C’est un bilan qui donne le vertige. Selon les premières estimations de la Caisse Centrale de Réassurance (CCR), le montant des dégâts causés par le cyclone Chido à Mayotte et pris en charge par les assurances se situerait entre 650 et 800 millions d’euros. Du jamais vu pour ce petit département français de l’océan Indien, déjà meurtri par la pauvreté et les tensions sociales. Car cette évaluation, aussi colossale soit-elle, ne reflète qu’une infime partie de l’ampleur des destructions.
Un territoire vulnérable et peu assuré
Mayotte, 270 000 habitants dont la moitié vit sous le seuil de pauvreté. Une île où les habitations de fortune côtoient les immeubles insalubres surpeuplés. Où seulement 6% des bâtiments sont couverts par une assurance habitation selon la CCR. Un taux dérisoire qui s’explique par la précarité d’une large part de la population mais aussi par un sous-équipement chronique en matière de services essentiels comme l’accès à l’eau, à l’électricité ou à la santé.
Dans ces conditions, difficile pour les Mahorais de souscrire une assurance quand la priorité est de survivre au quotidien. D’où ce chiffre faramineux de 800 millions d’euros de dégâts assurés qui ne représente que la partie émergée d’un désastre bien plus profond. Car au-delà des bâtiments détruits ou endommagés, c’est toute l’économie de l’île qui est touchée.
Des dégâts considérables et des défis immenses
À Mamoudzou, la capitale économique, des quartiers entiers ont été dévastés.

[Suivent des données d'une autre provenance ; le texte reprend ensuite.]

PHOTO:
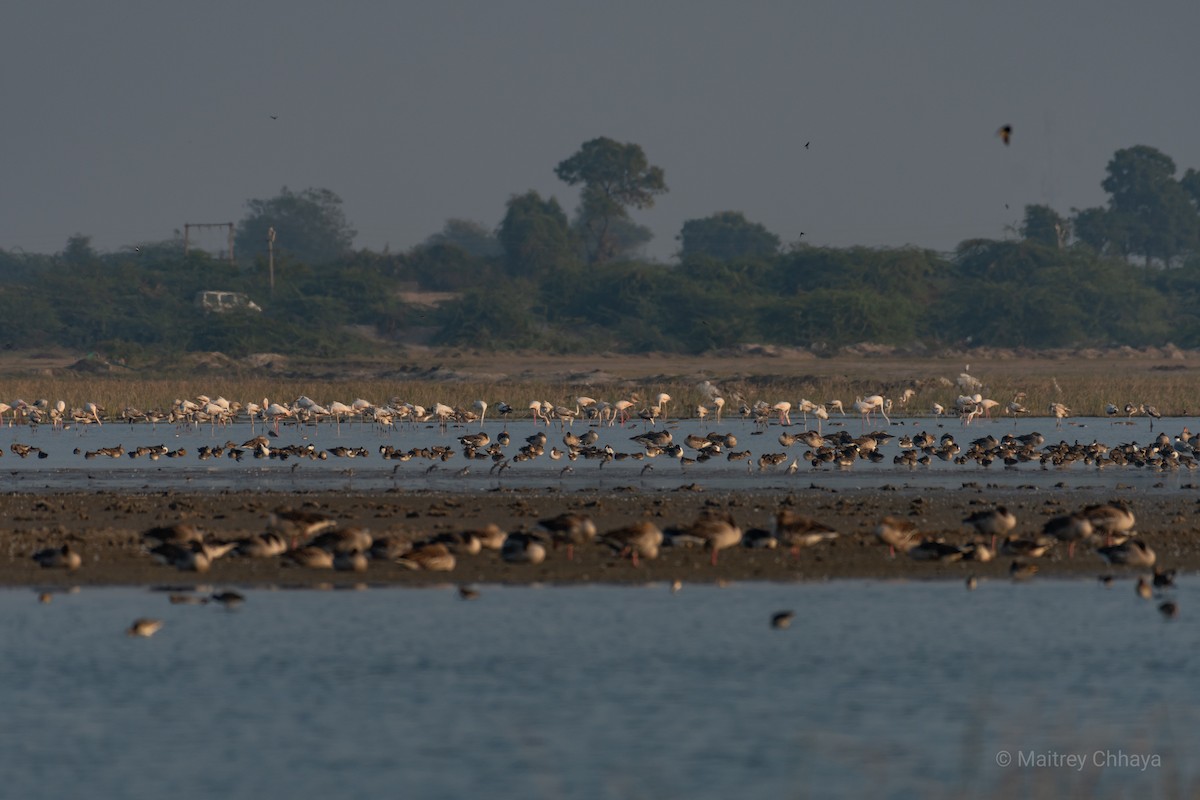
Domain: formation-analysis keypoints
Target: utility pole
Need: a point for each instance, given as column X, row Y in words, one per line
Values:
column 270, row 257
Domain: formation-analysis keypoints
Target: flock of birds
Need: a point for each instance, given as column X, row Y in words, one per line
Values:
column 318, row 541
column 821, row 447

Commerces éventrés, stocks anéantis, entreprises à l’arrêt… Les pertes sont considérables pour ce tissu économique fragile, déjà exsangue après la crise du Covid. Quant à l’agriculture, pilier traditionnel de l’île, elle est tout simplement décimée. Cultures vivrières ravagées, exploitations détruites, bétail décimé. Pour les agriculteurs mahorais qui ne bénéficient pas des mêmes aides que leurs homologues métropolitains, la catastrophe est totale.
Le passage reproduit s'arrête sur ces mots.